Письмо, полученное от Ливания, сравнивает с розами и с шипами.
Охотники до роз, как и свойственно любителям красоты, не изъявляют негодования и на шипы, среди которых вырастает цветок. А мне довелось слышать, что кто-то в шутку или вправду говорил о розах нечто подобное, а именно: как воспламененным любовию какие-то уязвления любви, как и розе придала природа тонкие иглы, колючими этими шипами в срывающем цветок раздражая большее к нему вожделение. Что же значит это упоминание о розе в письме моем? Конечно, нет нужды толковать это тебе, который помнишь собственное свое письмо. Оно было точно розовый цветок, в своем сладкоречии развернувший предо мною целую весну, но как иглами укололо меня некоторыми упреками и обвинениями.

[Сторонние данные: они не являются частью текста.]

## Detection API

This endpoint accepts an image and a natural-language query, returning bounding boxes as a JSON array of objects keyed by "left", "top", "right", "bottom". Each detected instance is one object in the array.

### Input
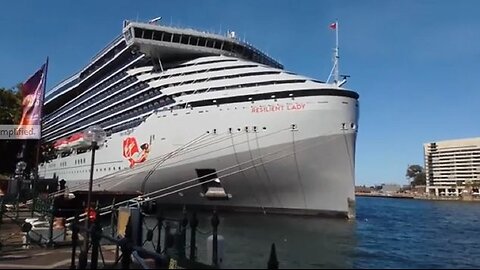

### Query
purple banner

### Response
[{"left": 20, "top": 61, "right": 48, "bottom": 126}]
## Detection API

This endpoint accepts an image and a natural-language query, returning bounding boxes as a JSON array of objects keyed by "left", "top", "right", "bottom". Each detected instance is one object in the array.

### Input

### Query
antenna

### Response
[{"left": 327, "top": 19, "right": 350, "bottom": 87}]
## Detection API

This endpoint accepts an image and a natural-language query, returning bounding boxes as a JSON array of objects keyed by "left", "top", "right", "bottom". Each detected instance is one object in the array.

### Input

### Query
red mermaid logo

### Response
[{"left": 123, "top": 137, "right": 150, "bottom": 168}]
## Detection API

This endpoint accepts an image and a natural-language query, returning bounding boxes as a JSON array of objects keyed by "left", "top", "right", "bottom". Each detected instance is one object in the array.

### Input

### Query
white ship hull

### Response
[{"left": 40, "top": 95, "right": 358, "bottom": 217}]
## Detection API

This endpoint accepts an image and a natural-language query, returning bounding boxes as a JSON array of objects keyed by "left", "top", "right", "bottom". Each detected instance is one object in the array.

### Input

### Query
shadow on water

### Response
[
  {"left": 146, "top": 212, "right": 356, "bottom": 269},
  {"left": 133, "top": 198, "right": 480, "bottom": 269}
]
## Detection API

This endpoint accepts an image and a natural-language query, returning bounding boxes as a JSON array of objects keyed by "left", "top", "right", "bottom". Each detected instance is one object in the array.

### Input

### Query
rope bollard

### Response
[{"left": 268, "top": 244, "right": 278, "bottom": 269}]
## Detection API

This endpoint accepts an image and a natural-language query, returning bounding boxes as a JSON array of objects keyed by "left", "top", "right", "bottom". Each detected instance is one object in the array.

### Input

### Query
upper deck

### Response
[
  {"left": 123, "top": 22, "right": 283, "bottom": 69},
  {"left": 45, "top": 21, "right": 283, "bottom": 113}
]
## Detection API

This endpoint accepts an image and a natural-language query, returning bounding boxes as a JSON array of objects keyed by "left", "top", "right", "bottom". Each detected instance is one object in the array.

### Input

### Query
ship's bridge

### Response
[{"left": 123, "top": 21, "right": 283, "bottom": 69}]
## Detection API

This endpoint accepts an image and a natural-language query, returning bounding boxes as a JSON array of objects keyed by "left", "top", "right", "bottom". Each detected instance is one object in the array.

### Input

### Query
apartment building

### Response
[{"left": 423, "top": 137, "right": 480, "bottom": 196}]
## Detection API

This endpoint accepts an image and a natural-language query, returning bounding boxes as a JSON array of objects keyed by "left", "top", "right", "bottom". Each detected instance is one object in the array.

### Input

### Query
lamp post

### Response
[{"left": 80, "top": 126, "right": 106, "bottom": 269}]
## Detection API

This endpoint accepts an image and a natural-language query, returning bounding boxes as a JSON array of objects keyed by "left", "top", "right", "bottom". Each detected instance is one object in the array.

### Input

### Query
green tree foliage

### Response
[
  {"left": 406, "top": 164, "right": 427, "bottom": 186},
  {"left": 0, "top": 88, "right": 22, "bottom": 125}
]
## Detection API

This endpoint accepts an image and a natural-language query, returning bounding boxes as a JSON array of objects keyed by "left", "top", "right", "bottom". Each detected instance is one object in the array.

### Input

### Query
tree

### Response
[{"left": 406, "top": 164, "right": 427, "bottom": 186}]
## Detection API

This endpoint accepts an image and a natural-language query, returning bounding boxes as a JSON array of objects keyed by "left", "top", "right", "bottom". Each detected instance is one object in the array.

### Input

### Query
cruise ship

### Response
[{"left": 38, "top": 21, "right": 359, "bottom": 218}]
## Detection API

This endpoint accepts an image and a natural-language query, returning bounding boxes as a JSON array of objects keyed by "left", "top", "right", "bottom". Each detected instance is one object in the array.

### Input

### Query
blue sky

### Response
[{"left": 0, "top": 0, "right": 480, "bottom": 185}]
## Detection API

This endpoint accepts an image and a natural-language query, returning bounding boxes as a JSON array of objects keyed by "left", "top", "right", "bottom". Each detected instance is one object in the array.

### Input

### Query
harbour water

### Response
[{"left": 157, "top": 197, "right": 480, "bottom": 269}]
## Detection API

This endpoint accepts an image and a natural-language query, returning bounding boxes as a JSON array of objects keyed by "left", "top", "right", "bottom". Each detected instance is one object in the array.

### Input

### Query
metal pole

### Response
[
  {"left": 156, "top": 210, "right": 167, "bottom": 254},
  {"left": 70, "top": 213, "right": 78, "bottom": 269},
  {"left": 211, "top": 211, "right": 220, "bottom": 267},
  {"left": 190, "top": 212, "right": 198, "bottom": 261},
  {"left": 90, "top": 219, "right": 102, "bottom": 269},
  {"left": 81, "top": 141, "right": 97, "bottom": 266}
]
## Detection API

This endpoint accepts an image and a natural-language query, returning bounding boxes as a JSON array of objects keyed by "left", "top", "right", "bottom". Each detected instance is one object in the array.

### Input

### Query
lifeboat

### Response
[
  {"left": 53, "top": 132, "right": 89, "bottom": 151},
  {"left": 67, "top": 132, "right": 89, "bottom": 149}
]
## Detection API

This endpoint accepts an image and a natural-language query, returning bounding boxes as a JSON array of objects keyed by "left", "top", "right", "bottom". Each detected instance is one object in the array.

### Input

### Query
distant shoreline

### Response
[{"left": 355, "top": 192, "right": 480, "bottom": 202}]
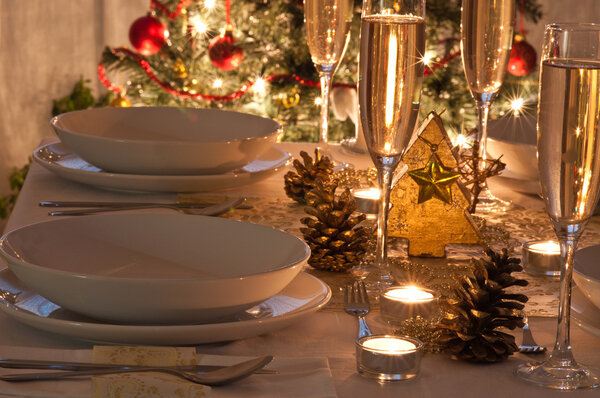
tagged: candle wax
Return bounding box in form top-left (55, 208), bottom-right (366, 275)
top-left (362, 337), bottom-right (417, 352)
top-left (529, 241), bottom-right (560, 254)
top-left (352, 188), bottom-right (380, 200)
top-left (385, 286), bottom-right (433, 302)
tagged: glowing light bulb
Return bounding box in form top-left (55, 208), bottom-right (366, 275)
top-left (422, 51), bottom-right (435, 66)
top-left (253, 77), bottom-right (267, 94)
top-left (510, 98), bottom-right (525, 116)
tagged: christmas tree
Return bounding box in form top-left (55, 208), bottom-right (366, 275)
top-left (98, 0), bottom-right (541, 141)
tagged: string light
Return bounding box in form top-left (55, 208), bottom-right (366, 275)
top-left (189, 15), bottom-right (208, 35)
top-left (252, 77), bottom-right (267, 94)
top-left (422, 51), bottom-right (435, 66)
top-left (510, 97), bottom-right (525, 116)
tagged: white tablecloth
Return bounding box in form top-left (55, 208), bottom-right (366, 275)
top-left (0, 140), bottom-right (600, 398)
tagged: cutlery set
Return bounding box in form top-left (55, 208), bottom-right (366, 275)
top-left (0, 355), bottom-right (277, 386)
top-left (39, 198), bottom-right (251, 216)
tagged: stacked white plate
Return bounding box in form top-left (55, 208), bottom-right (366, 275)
top-left (33, 107), bottom-right (290, 192)
top-left (487, 114), bottom-right (540, 195)
top-left (0, 214), bottom-right (331, 344)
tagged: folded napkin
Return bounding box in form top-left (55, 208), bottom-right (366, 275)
top-left (0, 346), bottom-right (336, 398)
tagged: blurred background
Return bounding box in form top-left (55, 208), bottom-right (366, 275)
top-left (0, 0), bottom-right (600, 230)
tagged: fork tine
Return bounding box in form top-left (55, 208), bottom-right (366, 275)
top-left (357, 280), bottom-right (369, 305)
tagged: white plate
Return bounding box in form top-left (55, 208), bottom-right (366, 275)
top-left (0, 213), bottom-right (310, 325)
top-left (0, 269), bottom-right (331, 345)
top-left (571, 286), bottom-right (600, 337)
top-left (33, 143), bottom-right (291, 192)
top-left (50, 106), bottom-right (281, 175)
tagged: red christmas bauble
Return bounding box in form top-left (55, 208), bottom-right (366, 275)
top-left (508, 35), bottom-right (537, 77)
top-left (129, 15), bottom-right (169, 55)
top-left (208, 30), bottom-right (244, 70)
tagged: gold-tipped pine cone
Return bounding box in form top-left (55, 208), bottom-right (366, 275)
top-left (300, 179), bottom-right (370, 272)
top-left (283, 149), bottom-right (333, 203)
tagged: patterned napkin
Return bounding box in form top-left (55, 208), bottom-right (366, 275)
top-left (0, 346), bottom-right (337, 398)
top-left (91, 346), bottom-right (211, 398)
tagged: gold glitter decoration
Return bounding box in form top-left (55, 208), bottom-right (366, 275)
top-left (408, 153), bottom-right (460, 204)
top-left (393, 315), bottom-right (442, 353)
top-left (388, 112), bottom-right (480, 257)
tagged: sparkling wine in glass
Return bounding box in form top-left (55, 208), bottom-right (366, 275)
top-left (460, 0), bottom-right (515, 210)
top-left (358, 0), bottom-right (425, 292)
top-left (515, 24), bottom-right (600, 390)
top-left (304, 0), bottom-right (354, 160)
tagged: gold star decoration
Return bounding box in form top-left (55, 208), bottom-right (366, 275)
top-left (408, 153), bottom-right (460, 204)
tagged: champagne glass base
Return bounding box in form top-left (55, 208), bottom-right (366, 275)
top-left (515, 358), bottom-right (600, 391)
top-left (475, 186), bottom-right (512, 213)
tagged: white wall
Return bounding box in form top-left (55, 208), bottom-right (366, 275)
top-left (0, 0), bottom-right (149, 194)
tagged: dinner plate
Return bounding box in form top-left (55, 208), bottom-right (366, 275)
top-left (33, 142), bottom-right (291, 192)
top-left (0, 269), bottom-right (331, 345)
top-left (571, 286), bottom-right (600, 337)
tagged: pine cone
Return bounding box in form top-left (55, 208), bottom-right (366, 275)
top-left (300, 179), bottom-right (370, 272)
top-left (283, 149), bottom-right (333, 203)
top-left (438, 249), bottom-right (528, 362)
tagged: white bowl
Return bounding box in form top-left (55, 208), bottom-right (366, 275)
top-left (487, 115), bottom-right (539, 181)
top-left (0, 214), bottom-right (310, 324)
top-left (50, 107), bottom-right (281, 175)
top-left (573, 245), bottom-right (600, 308)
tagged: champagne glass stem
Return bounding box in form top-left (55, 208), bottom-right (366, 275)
top-left (319, 69), bottom-right (333, 152)
top-left (366, 157), bottom-right (399, 292)
top-left (477, 100), bottom-right (491, 169)
top-left (552, 223), bottom-right (583, 367)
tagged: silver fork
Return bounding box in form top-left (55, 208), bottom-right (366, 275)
top-left (0, 355), bottom-right (273, 386)
top-left (344, 280), bottom-right (371, 338)
top-left (519, 314), bottom-right (546, 354)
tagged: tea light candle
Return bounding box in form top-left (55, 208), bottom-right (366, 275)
top-left (352, 188), bottom-right (381, 214)
top-left (356, 334), bottom-right (423, 381)
top-left (523, 240), bottom-right (560, 277)
top-left (379, 286), bottom-right (438, 324)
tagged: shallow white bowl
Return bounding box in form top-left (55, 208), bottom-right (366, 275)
top-left (50, 107), bottom-right (281, 175)
top-left (0, 214), bottom-right (310, 324)
top-left (573, 245), bottom-right (600, 308)
top-left (487, 115), bottom-right (539, 181)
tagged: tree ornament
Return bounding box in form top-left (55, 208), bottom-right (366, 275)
top-left (388, 112), bottom-right (480, 257)
top-left (173, 58), bottom-right (188, 79)
top-left (283, 149), bottom-right (333, 203)
top-left (129, 15), bottom-right (169, 56)
top-left (277, 87), bottom-right (300, 109)
top-left (508, 34), bottom-right (537, 77)
top-left (437, 249), bottom-right (528, 362)
top-left (208, 0), bottom-right (244, 71)
top-left (208, 29), bottom-right (244, 71)
top-left (108, 93), bottom-right (131, 108)
top-left (300, 179), bottom-right (372, 272)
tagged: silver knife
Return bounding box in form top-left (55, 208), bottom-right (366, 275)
top-left (0, 358), bottom-right (277, 374)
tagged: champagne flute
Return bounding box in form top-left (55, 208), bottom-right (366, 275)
top-left (460, 0), bottom-right (515, 211)
top-left (358, 0), bottom-right (425, 292)
top-left (304, 0), bottom-right (354, 160)
top-left (515, 24), bottom-right (600, 390)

Впрочем, в удовольствие мне и шипы твоих писем: они воспламеняют во мне большее желание твоей дружбы.
Признает его неизвинительным в том, что не пишет к св. Василию.
Нечасто писать к твоей учености убеждают меня страх и неведение. Но что избавит от упрека тебя, упорно хранящего молчание? А если кто разочтет, что ты, целую жизнь посвятив словесности, ленишься написать письмо, то скажет о тебе, что забыл ты меня. Ибо у кого за словом дело не стоит, тому есть что и написать; а кто владеет сим дарованием и при этом молчит, тот, очевидно, делает сие или из презрения, или по забвению. Но я за твое молчание воздаю приветствием. Итак, будь здоров, досточестнейший, и пиши, если хочешь, и не пиши, если тебе и это угодно.
Доказывает, что корыстолюбивы не епископы, но софисты, и посылает триста брусьев.
Если извлекать эту выгоду называется поддевать, и такое значение имеет слово сие, которое софистика твоя отыскала нам в Платоновых тайниках, то смотри, чудный: о ком вернее сказать, что его не подденешь? О нас ли, которые приведены в такую засаду письмотворною силою, или об этом поколении софистов, которым обратилось в искусство – барышничать словами? Кто из епископов облагал пошлиною слова? Кто учащихся делал данниками? Это вы, которые выставляете слова на продажу, как медовары – пряники. Видишь ли, и старика взманил ты брыкаться? А я тебе, который гордишься своим произношением речей, велел отпустить брусьев, по числу воинов, сражавшихся в Термопилах; все они длинные, или, как выражается твой Омир, длиннотенные; священный же Алфей обещался их доставить.